Protect yourself and others during your trip:
- Feeling sick? Stay home. Don’t go if you or anyone in your household feels sick or are having any COVID-19 related symptoms. If you or anyone in your party starts to feel sick while you are camping, go home.
- Wash your hands. If you use a public restroom, wash your hands with soap and water for at least 20 seconds.
- Bring hand sanitizer. Bring hand sanitizer that contains at least 60% alcohol and use it often. Cover all surfaces of your hands and rub your hands together until they feel dry.
- Give some space. Keep 6 feet of physical distance from others not in your household group. Do not congregate near bathrooms or water sources.
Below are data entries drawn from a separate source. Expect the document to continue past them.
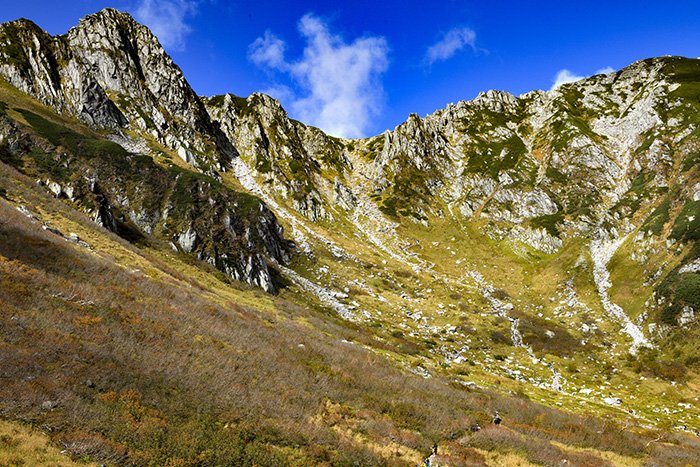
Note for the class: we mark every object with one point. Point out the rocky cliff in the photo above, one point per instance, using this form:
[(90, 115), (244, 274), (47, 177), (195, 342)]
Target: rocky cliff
[(543, 229)]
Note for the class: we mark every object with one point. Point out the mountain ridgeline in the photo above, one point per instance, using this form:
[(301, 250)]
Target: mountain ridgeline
[(535, 239)]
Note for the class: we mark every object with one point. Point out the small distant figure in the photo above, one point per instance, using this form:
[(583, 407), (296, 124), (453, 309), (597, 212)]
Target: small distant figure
[(497, 419)]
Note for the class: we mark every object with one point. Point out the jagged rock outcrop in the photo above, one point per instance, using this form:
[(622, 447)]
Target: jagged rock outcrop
[(614, 152)]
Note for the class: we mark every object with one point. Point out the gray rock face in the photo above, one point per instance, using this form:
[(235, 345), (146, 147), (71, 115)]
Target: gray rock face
[(112, 73)]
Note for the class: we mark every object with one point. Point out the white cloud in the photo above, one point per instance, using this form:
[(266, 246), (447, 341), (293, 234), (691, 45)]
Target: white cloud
[(566, 76), (267, 51), (451, 43), (563, 77), (166, 18), (338, 82)]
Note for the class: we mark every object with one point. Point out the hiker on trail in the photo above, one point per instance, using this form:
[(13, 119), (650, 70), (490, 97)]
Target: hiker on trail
[(497, 419)]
- Wear a face covering. If you must stop at a gas station or store, wear a cloth face covering at all times.
- Don’t be caught off guard. Bring a cloth face covering every time you leave your campsite, and wear it when there’s a chance that you may encounter others, such as out on the trail or in the woods.
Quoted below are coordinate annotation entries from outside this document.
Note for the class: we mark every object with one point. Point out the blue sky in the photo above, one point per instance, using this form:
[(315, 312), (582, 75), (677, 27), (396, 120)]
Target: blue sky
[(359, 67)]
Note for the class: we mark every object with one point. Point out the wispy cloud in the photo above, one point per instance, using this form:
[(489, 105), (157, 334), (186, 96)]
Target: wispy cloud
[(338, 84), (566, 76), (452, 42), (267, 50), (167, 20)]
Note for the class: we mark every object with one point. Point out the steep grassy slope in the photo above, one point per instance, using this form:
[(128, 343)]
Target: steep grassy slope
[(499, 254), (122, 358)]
- No touching. Without thinking about it, we touch our own face A LOT. Avoid touching your eyes, nose, and mouth to prevent potential spread of the virus.
- Cover coughs and sneezes. Use a tissue, then throw the tissue in the trash, or use your inner elbow or sleeve.
- Keep a clean campsite. Place trash in plastic trash bags and properly dispose of your trash in available trash containers. If trash service isn’t provided at your campsite, bring it home with you.
- Keep pets in your immediate control. Dogs must remain leashed at all times and maintain at least 6 feet from other people and animals. Avoid contact with other campers’ pets.
- Have patience and be kind to others. Remember, we’re all in this together and tensions are high. Keep your distance, be courteous, and perhaps send a wave to your neighbors when you pass their campsite.